The Treaters were never absolute except perhaps in embracing rejection—absolutely—in some sort of definition of themselves. In terms of the Blak arts scene, they were both needed and essential, not least in their unorthodox modes and materialities, simultaneously supercharging and challenging what might be considered ‘contemporary Indigenous art’. I’m sure there was a song about it. More ‘we’re not this’, than ‘we’re this!’ again though rejecting the usual framing devices that categorise—both in the world of Art and of peoples—including rejection of a corporeal basis.

Therefore, to consider the passing of The Treaters through the usual bodily lens of loss, does not feel appropriate either. Sure—and to borrow parlance from the field—‘For those that know them well’, we have three bodies forming a core, but even as bodies their contribution merely acted as further framing devices deployed in whatever way seemed fit for their array of enigmatic and sporadic actions, productions and provocations.

So lest, for this ‘obituary’, The Treaters conceptualised as a trio is kind of useful, helping form the bodily structure taken for granted, thereby allowing the denotation of a passing. Further, as a ‘name’, The Treaters (another framing device) suggests a plurality. Yet to my understanding, ‘The Treaters’ has a provenance more ambiguously located as an obscure reference.1

I can’t really recall, from my brief time around 2011 to 2013 in semi- merging with the Treater sphere myself, much ado about the name. That time is strangely blurry too. And I’m not saying The Treaters were nefarious, or a cult, but I felt their name was not something I really felt compelled or even able to ask about. As a label, and perhaps a necessary one as a means of participation in the ‘art’ world, ‘The Treaters’ seemed to just resonate beyond the more common descriptive purpose text. Just as Apple might not have an association with fruit for some, The Treaters in name—like as entity—took on a presence of its own coming to render the only literal associations to the un-associated. Pick your favoured treat and go from there.

The Treaters’ resistance and rejection of common modalities in (art) practice, and hindering the ‘obituary’ framework, observes time co- opted, and sucked into The Treaters’ black hole.

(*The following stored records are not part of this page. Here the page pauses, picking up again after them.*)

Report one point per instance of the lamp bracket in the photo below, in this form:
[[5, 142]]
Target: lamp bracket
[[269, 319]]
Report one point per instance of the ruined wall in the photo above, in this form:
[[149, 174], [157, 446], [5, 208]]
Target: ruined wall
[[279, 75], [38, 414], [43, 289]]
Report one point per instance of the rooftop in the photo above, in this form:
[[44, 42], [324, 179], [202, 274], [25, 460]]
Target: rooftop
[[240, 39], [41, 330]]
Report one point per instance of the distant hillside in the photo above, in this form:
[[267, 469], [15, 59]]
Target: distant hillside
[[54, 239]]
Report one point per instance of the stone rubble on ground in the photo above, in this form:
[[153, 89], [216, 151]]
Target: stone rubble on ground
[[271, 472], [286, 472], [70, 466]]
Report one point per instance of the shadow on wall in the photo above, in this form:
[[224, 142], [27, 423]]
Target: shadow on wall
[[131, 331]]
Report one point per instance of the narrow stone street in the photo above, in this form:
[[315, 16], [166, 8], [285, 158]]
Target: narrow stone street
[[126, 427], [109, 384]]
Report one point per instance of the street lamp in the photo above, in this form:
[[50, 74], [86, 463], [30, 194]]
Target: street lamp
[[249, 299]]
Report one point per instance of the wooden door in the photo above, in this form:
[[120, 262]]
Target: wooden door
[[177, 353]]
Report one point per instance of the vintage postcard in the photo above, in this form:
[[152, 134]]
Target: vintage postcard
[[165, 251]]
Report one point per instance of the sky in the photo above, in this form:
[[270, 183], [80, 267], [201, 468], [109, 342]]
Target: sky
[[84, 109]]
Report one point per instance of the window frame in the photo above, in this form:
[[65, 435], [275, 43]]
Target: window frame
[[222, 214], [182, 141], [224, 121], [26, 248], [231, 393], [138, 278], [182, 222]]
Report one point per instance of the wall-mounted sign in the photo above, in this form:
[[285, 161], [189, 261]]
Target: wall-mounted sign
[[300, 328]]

An absence of time derailing the ability to measure the body or bodies to aid the formation of a biography.2

Interacting, intervening, disappearing. In part and in whole. Fragmented. Getting all around town, all active like then, like a switch, not. On the internet, on a wall, sounds. Video. How can we know of the Treater body where its constituent parts are constantly mobile and emerging mercurially in any form that suits, or suited at the time?

‘Interacting, intervening, disappearing. In part and in whole. Fragmented. Getting all around town, all active like then, like a switch, not. On the internet, on a wall, sounds. Video.’

One might be at the shops, the other? God knows where except
other than basing our exposure to ‘them’ via the artistic presentation. Invariably, the artistic presentation or exhibition, another tired point of reference dragged out for scrutiny, and as particularly, in the dreaded artistic bio. Presentations analysed to gauge and understand the currency and a capital of the deceased. The value of which legacy is often measured.

With The Treaters that’s maybe all there is. What we might be left with. Do you know or have record? I don’t ‘know’ who they were and, even, neither did they in actively eschewing selfhood. The Treaters were not aligned with these systems of value where via my brief dalliance, I can only recall some vague images from memory. Like that of a dingy St Kilda bar. Similarly Linden and earlier, at Incinerator. Treater ‘bodies’ reluctantly dragged and propped within, like marionettes performing across the range of bodily and other (often $2 shop) accoutrements. Modified flags. Multiple Monkey masks. Marshalls.

Per the trio of bodily frames, I’m not sure where the ‘presentation’ started and if there ever was an end. Consciously or otherwise, The Treaters flattened, removed, or through multiplicity rendered the ability to dichotomise, otherwise very useful in art biographies and as a contextual aid—here one minute gone the next—as part of loss and grieving. Their bodies perhaps just performing as a fulcrum for their ongoing concerns which seemed to centre around ‘contemporary Indigeneity’ but such an idea itself acting as its own juncture. If there had to be one juncture, ‘contemporary Indigeneity’ seemed to be a cursory location from which all the accoutrements and expressions would emerge.

With this undertaking, we might consider a three-dimensional space, allowing various points of an axis said biographer might use to attempt to plot a biography and associated outputs. This is an idea, but one would expect The Treaters to break, or reveal, through the fourth wall of a three-dimensional grid, and perhaps in the kitschest finery one could imagine, shutting down such attempts. And they may likely claim hitherto, in death as in life, the problematic nature in plotting, purportedly, specific concerns, for lest it seems to suggest alternate states. The non-fixative nature of The Treaters haunt me, resisting. Spectres. Forcing me to let go of conceptions. Breaking through…

*phone rings

Hello, Blak Metal.

Yes, who… who’s this?

It’s The Treaters speaking.

Uh… you’re uh dead…

In a way, yes. Now listen…are you still there?

I… I… I’m still here, Treaters… yes…

Come to the old house tonight. There’s quite a few people here who’d love to see you…

ha ha ha…

Stop it!
It’s starting all over again…

1. Editorial note: The core group of The Treaters are/were Anna Liebzeit aka Snake Eyes, Peter Waples-Crowe aka Monkey Man and Karen Adams aka Goth Treater. Writer Steven Rhall aka Blak Metal was an honorary member, via invitation, for particular projects which included installation and performance
2. Editorial note: The Treaters were known to be ‘active’ from around 2010–15.